TOKYO–In Harajuku, you have to earn your fashion spurs.
For the Saturday debut of H&M’s Comme des Garçons collection at the Swedish retailer’s new store here, more than 2,000 eager shoppers braved the elements, some for days, in a line that snaked back round Omotesando Ave. all the way to a nearby park to secure first dabs on CdG designer and founder Rei Kawakubo’s latest venture.
Takashi Okabe, 24, and a group of five of his friends, were the first customers to enter the store, an honor they worked for dearly. As early as Wednesday, they camped outside the store in six-hour shifts on a foil mat, battling biting winds and drizzling rain.

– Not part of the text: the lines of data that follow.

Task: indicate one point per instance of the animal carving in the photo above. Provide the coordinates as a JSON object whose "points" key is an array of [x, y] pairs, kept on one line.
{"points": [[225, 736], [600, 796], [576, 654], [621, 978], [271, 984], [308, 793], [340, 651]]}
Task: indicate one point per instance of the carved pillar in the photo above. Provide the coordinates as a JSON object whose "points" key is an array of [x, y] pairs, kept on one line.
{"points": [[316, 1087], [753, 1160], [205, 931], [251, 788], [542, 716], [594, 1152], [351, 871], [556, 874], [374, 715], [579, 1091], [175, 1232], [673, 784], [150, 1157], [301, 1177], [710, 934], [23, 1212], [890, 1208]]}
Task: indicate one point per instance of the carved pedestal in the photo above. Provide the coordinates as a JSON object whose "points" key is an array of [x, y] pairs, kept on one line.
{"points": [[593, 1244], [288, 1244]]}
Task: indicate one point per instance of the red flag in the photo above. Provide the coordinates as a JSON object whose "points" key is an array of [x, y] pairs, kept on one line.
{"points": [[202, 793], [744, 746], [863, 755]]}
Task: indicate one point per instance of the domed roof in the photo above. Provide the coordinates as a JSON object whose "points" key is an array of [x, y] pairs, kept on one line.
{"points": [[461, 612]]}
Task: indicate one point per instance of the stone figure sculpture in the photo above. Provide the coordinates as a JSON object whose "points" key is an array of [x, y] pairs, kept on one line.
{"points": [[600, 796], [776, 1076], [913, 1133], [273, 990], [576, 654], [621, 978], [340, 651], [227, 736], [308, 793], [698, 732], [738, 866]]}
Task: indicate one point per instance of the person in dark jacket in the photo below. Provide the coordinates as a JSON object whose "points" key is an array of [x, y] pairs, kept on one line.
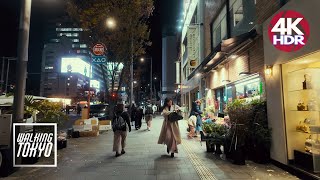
{"points": [[138, 116], [133, 114], [197, 112], [119, 140]]}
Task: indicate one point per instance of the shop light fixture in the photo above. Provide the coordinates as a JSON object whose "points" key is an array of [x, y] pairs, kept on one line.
{"points": [[233, 56], [268, 70], [244, 73], [226, 81]]}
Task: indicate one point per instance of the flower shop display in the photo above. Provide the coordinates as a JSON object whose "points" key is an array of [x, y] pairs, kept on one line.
{"points": [[249, 135], [214, 134]]}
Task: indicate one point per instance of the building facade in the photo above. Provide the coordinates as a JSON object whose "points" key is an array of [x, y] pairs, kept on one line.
{"points": [[63, 31], [241, 62], [169, 58], [293, 91], [230, 53]]}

Okabe said the wait was worth it- and not just for the clothes. “I managed to make some new friends,” he quipped.
Nearby, Miki Nakashima, 27, and a friend were guarding their coveted spot in line since 5am Friday, turning to scones from Starbucks and oden, a Japanese stew served up in convenience stores, for sustenance. “We’re getting really excited because we’ve waited so long,” she said just before the doors opened and enthusiastic shoppers flooded the store, high-fiving H&M staff on the way in.
University student Hayato Hidaka, 22, claimed his own five minutes of fame for being the first customer to exit the new store, granting interviews to Japanese TV crews in a slightly bewildered state. Despite waiting at the store since 5am Friday, he only made a single purchase: a plain white t-shirt with a single breast pocket. “There were too many people,” he reasoned. “But I was still happy to see what was inside and feel the vibrations.”
The CdG collection’s Japanese debut coincided with the opening of the new Harajuku store. H&M’s flagship in Ginza, its first store in Japan, also started selling the collection this weekend before the global launch kicks off Thursday. Anticipating especially strong demand in Kawakubo’s home country, H&M allocated enough boiled wool pea coats, harem pants and polka dot cardigans to ensure that the collection didn’t sell out the first weekend.
“We have the largest quantity for Japan knowing that it will probably be very popular and also that we don’t want to disappoint,” said Christine Edman, H&M’s country manager and representative director for Japan.
And further evidence to CdG’s cult status in Japan, consumers here are willing to spend more for the limited-run pieces than shoppers in the U.S. or Europe. The collection’s tuxedo jacket for example, retails for 15,990 yen, or $162.85 at current exchange. The same item will retail for $99.00 in the U.S. and 79.90 euros ($101.66) in much of the Eurozone.
Taking a cue from luxury brands’ architectural statement stores, H&M’s Harajuku outpost occupies the lower four levels of a new asymmetrical glass building, one of the tallest on Meiji street near the intersection with Omotesando Ave. Officially dubbed “The Ice Cubes”, it is illuminated by night, an effect reminiscent of the nearby Dior flagship. Universal Design Studio, which has designed stores for Stella McCartney and the bar at Damien Hirst’s Pharmacy in London, developed the store’s facades and stairwells featuring mirrored metal slats. Illustrator Lovisa Burfitt’s quirky sketches of animals and fashion items adorn some of the walls.
H&M feted the store Friday night with a shopping party (excluding the CdG merchandise) where Kawakubo put in a brief appearance after spending that morning at the store folding her signature shirts with precision.
“Until the very last minute she worked with all her heart,” said Adrian Joffe, CdG’s managing director and Kawakubo’s husband. Margareta van den Bosch, who oversees H&M’s designer collaborations, also emphasized Kawakubo’s level of attention to detail as the designer crafted samples and approved each garment. “She looked at every style and said yes or no or ‘I would like to have it like this inside’,” she said.
With a selling space of more than 16,000 square-feet, the Harajuku store stocks women’s and men’s apparel and accessories with a younger, more fashion-forward product mix than H&M’s Ginza store, which opened in September with much fanfare. Even two months later, customers are still lining up each morning before the store opens- a fact that prompted H&M to boost staffing and security for the Harajuku opening.
Still, Edman said she recognizes the fragile dynamics of hype in Japan and doesn’t want to exploit H&M’s newfound momentum in Japan too quickly. Next fall, the retailer will open its third and fourth Japanese stores in the Shibuya and Shinjuku neighborhoods of Tokyo. But the executive said she’s not ready to announce any expansion beyond that.
“I just have to wait and see, I think,” she said. “I don’t want to jump the gun.”